Machina Research, the world’s leading provider of strategic market intelligence on the Internet of Things, has published a Strategy Report on the security context of the IoT.
While there are many security issues that remain unresolved, the report concludes that for most enterprises planning to invest in the IoT, the best course of action is to get started and not wait for a security panacea.
The conventional wisdom has it that IoT security – or the lack thereof – is a disaster waiting to happen. Machina Research, however, argues that this is largely a myth. The grand vision of the IoT as “everything connecting to everything” is so distant that it makes little sense to future-proof all of today’s deployments for it. At least for the next 10 years, what we refer to as the IoT will be driven by the Subnets of Things used in relatively controlled settings. Most of today’s security requirements can be met incrementally, with proper planning and already available solutions.

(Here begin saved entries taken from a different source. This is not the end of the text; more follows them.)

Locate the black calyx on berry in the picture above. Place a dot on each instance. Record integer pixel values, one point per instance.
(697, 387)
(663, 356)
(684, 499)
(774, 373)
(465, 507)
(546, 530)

Much of the current technological innovation on the security layer is currently coming from startup-level vendors that have specialised in the IoT – such as Device Authority, Guardtime, and Mocana. Meanwhile, also some of the established cybersecurity leaders – for example Symantec, Thales, and Webroot – have started addressing IoT-specific requirements with a growing intensity.
In principle, the security layer should be enabled in the IoT deployments by design, rather than retroactively when all else is said and done. Yet in reality, the viability of this maxim tends to depend highly on what is actually being deployed.
The report author, principal analyst Aapo Markkanen explains: “Individual products can, and should, be secured by design, and developers who fail to do so are asking for trouble. That said, when the project is not about a single product but a complex system, comprising multiple products supplied by different vendors at different times, the scope for doing pretty much anything ‘by design’ is limited. That is often the case especially in the Industrial IoT, where brownfield deployments are the norm. In these environments, security is more of a systems-integration issue than a design issue.”
Consequently, systems integrators are set to become a critical stakeholder when it comes to securing the industrial IoT, and the ones that want to play a role in this market have to develop various new competences and technologies. Overall, the strategic attention to these is lacking amongst the big SIs, but there are also examples of the contrary. Atos, CGI, and Tieto are names that appear to to be ahead of the curve.
Another area that can further improve the outlook is risk management. According to Markkanen, “Security is never a binary choice of either having it or not having it. For an IoT-driven enterprise, getting the security right is more about judging how much cyber risk it can stomach, and investing accordingly. A serious problem is that this risk cannot be sufficiently quantified, because enterprises do not have reliable information on the materialised cyber incidents. Having a trusted third party, be it a regulator or even the insurance market, to broker such information would be most welcome.”